Dec 06, 2005 17:01
DEATH CAB FOR CUTIE : Nottingham RockCity : 2/3/2006
Amaia and Emmae shall be there :D hmm I have not been this exciting about seeing a band since Oberst played. I haven’t seen a band I actually cared about this much in a very long time indeed. I kinda wanted to cry in happiness when I booked the tickets hehe *breathe* it feels good to be this excited about music again. I shall find the aesthetic beauty in sadness as ever :)

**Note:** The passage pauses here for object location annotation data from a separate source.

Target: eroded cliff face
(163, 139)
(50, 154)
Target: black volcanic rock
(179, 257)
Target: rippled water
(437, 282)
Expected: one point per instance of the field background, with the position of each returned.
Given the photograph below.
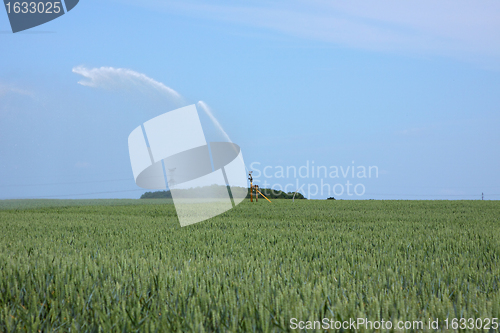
(127, 265)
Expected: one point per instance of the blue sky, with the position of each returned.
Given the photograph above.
(409, 87)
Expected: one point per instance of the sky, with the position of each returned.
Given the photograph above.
(408, 90)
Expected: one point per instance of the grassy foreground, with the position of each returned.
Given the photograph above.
(110, 268)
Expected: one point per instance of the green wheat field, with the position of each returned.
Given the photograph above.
(127, 265)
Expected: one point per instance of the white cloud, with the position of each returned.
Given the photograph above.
(458, 28)
(123, 79)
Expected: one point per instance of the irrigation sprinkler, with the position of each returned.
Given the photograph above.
(256, 188)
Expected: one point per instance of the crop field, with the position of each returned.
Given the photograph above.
(126, 266)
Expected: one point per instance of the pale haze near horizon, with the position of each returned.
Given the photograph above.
(411, 88)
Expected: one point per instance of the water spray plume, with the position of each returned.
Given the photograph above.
(209, 113)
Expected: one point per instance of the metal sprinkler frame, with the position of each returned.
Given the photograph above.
(256, 188)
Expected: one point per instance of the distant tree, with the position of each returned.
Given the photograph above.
(220, 191)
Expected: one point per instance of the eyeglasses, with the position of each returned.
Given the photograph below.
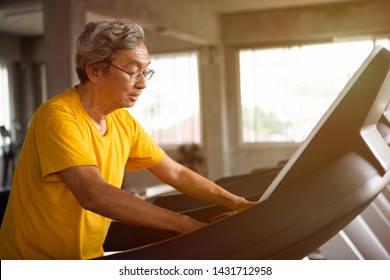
(136, 76)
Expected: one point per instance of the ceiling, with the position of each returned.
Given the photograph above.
(26, 19)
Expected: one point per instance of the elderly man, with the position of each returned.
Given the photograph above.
(67, 184)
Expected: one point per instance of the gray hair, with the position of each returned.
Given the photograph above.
(99, 41)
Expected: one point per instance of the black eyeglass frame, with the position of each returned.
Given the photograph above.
(136, 76)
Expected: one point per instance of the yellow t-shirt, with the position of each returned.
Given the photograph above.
(43, 219)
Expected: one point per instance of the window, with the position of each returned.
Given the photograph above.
(4, 97)
(285, 91)
(169, 107)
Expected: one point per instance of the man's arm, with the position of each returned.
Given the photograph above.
(195, 185)
(94, 194)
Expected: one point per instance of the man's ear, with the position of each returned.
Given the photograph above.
(94, 73)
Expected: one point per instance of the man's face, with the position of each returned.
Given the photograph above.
(124, 91)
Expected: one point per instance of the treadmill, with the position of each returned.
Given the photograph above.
(337, 172)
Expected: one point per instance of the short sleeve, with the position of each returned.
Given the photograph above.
(144, 152)
(60, 142)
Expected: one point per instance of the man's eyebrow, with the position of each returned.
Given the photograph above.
(137, 63)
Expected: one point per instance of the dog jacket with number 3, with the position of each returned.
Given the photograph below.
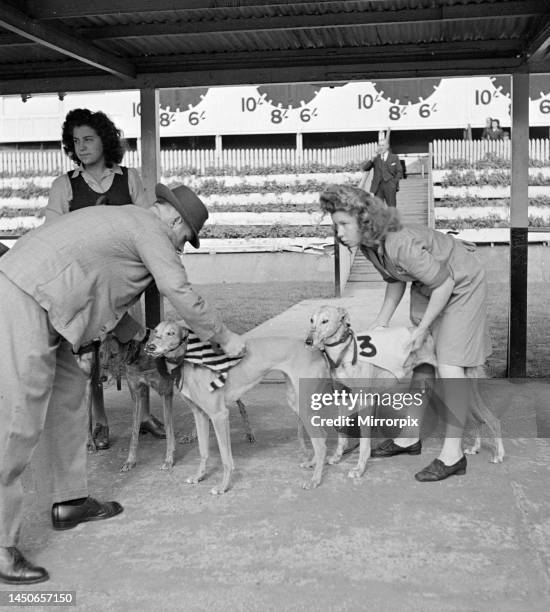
(389, 349)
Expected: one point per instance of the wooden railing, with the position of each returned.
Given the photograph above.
(474, 150)
(431, 205)
(54, 162)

So im coming home this weekend, this is good. I am really coming home to see Kelly (and Bernice) more than anything else . I went from seeing her everyday for 8 years to not seeing her in about 10 weeks, frustration and tears have been shed over this. I need to just be with her again, just to be in the presence of someone who truly understands me solely. I know its been 10 weeks, but I know that nothing can come between our relationship even if we have grown individually not even time could damage our friendship (not even another 8 years) as the togetherness is greater and stronger than us as individuals. I guess im lucky in that I can always be dependent and defiant in that I know that this will exist :)
Also just to be ‘us’ as everyone again will be funny hehe, the surrealness of it will be insane. I can’t wait to be surrounded by amazing those people again. I know that many parts of the interpersonal bits of us are often abit fucked, but then at the same time when everyone gets past that its really cool in that they are like scars to show how far we have come and how much we’ve have done as with the togetherness. Although I hope bitching does not rule, in that way I think a break was good.
the Jamie/Bernice plan is to see 2005 out together (as we spent it) and see the new year through together is awesome. It’s the most hopeful and inspiring thing *nods* tiptoe towards and look at the future together. well I say this but we shall all be drunk/stoned/intoxication of any form but the intention of the meaning is there hehe, drinking champagne from a paper cup indeed) All is full of love.
I am abit scared of coming back. With not only friends but with family. Uni was abit of an escape from my family situation which at the time had began to suffocate me after so long and without my brother to help me cope with it (who is staying in Paris over Christmas..hmm this not give make me hopeful). Its not my family just going back to that situation/routine really scares me, I really don’t want to do it. I’m wishing it will be better, if not I guess I come back to uni in a month right *shuffles feet*.. or I’ll be hoping for lots of invites to stay on all your floors/*my side of*beds again.